Killer 2100 products will be available in coming weeks in retail and online stores at MSRP $129 U.S. Read more about it on Bigfoot's product page.

  • jrharbort
    I never really could understand the purpose of these high end NICs. I'm not sure if the price is worth the maybe 2ms ping reduction with online gaming.

    On top of that, if a person was seriously worried about absolute speed and performance (not just connection-wise) they wouldn't even be running all these extra applications such as the kind included with this product.

    As for bandwidth control, there are already many free aplications out there with the same functions, granted it may not have the "fancy" UI.
    Reply
  • ac21365
    mmmm placebo effect

    This is analogous to Monster Cable's logic with their $400 power cord: After your power's been run over 150 miles of the lowest-bidder built infrastructure and the cheapest cable, that last 4' absoultely MUST be perfect.

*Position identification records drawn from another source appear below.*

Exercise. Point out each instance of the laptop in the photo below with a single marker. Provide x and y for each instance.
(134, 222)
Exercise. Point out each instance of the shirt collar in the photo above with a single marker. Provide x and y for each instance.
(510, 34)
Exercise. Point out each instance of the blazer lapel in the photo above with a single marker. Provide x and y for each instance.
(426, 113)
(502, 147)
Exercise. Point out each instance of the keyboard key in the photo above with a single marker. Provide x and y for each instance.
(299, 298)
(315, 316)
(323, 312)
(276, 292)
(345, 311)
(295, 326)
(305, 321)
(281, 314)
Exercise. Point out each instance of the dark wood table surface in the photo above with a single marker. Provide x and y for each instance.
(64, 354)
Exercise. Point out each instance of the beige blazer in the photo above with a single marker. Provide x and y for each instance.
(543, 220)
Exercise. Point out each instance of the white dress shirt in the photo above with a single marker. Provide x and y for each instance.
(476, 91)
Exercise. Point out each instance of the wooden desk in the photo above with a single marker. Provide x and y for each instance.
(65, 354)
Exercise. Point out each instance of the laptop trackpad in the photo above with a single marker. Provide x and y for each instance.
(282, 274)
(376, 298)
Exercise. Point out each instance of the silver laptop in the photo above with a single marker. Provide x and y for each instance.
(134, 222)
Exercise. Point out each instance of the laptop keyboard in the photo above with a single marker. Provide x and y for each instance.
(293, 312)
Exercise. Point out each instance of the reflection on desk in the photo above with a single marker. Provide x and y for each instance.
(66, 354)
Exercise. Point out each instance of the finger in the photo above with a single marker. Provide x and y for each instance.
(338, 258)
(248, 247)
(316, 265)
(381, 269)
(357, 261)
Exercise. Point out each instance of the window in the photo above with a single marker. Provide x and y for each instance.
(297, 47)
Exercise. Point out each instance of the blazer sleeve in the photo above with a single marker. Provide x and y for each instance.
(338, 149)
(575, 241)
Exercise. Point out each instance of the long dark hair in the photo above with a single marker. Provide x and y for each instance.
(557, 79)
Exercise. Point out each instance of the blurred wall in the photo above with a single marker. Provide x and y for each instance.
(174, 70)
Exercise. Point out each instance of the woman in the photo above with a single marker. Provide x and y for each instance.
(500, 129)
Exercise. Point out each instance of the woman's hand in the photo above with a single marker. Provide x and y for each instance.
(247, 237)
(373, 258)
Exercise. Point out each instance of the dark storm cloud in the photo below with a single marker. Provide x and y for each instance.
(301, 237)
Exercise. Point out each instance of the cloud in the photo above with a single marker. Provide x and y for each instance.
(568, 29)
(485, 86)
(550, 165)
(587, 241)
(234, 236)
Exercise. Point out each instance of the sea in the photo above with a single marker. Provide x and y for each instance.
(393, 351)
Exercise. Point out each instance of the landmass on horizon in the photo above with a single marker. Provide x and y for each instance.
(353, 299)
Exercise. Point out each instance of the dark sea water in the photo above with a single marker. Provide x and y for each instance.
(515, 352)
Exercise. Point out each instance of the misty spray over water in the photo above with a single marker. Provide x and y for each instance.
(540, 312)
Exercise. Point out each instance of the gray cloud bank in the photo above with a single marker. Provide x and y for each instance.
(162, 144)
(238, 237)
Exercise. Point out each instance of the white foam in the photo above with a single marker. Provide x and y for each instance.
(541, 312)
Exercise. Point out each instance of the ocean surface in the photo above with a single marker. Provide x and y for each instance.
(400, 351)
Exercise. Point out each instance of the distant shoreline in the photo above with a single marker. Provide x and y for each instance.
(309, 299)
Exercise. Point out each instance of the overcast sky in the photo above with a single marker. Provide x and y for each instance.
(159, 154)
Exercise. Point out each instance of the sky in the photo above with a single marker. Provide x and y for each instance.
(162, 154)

    DSL is a great example of why in a lot of cases, money could be better-spent elsewhere. That 200 dollar nic isn't going to clean up the signal running 2 miles over 60 year old copper, or get your packets to the net any faster than the infrastructure can after you hit the first hop on your provider's network.
    Reply
  • teodoreh
    128MB RAM for a network card? Oh dear, My Spectrum 48k is officially an antique!
    Reply
  • Uh, snake oil?
    Reply
  • anamaniac
    My MOBO has two NIC's.
    Good enough for me.

    I'll buy a new sound card before I buy a NIC(I use 10W speakers, with a $50 sound card, I have no reason to change any time soon).
    Reply
  • Syndil
    High-end NICs? Come on. NIC stands for Network Interface Card. This is merely the entry point to a vast NETWORK of other equipment. Whatever fancy voodoo this card can do is not going to counteract the weakest point of your connection with a game server, whatever that point may be, and your connection is only as good as the weakest link. The next device in your own setup is probably going to be a consumer-grade router, then a consumer-grade cable modem. You're not going to accomplish anything by providing a super-fast, extremely efficient connection to your own network equipment. If you want a better connection to your game servers, invest in a better connection to the network, i.e. FiOS.
    Reply
  • what a waste of money!!...spend it towards better memory or faster vid card or better cpu...the few ms you save ISN'T WORTH IT!!
    Reply
  • maban
    If it was $129 cheaper I would be all over this.
    Reply
  • joytech22
    Well i guess it's got a nice case, but i notice at LAN's that even having 5 ping can prevent me winning myself a headshot, but the card would also look nifty in a computer case if the side is glass, i'd buy one since most servers i game on have low ping to begin with, lowering that further would make playing more enjoyable.
    Reply
  • drowned
    Interesting...my laptop's build in 100 mbps port probably sporting a massive 10 mhz processor and an awe-inspiring 512 kb of buffer can handle true 100 mbps internet up/down (university isp) and give me 6 ms ping...with a software+multiple hardware firewalls and switches.

    So huge middle finger to Bigfoot.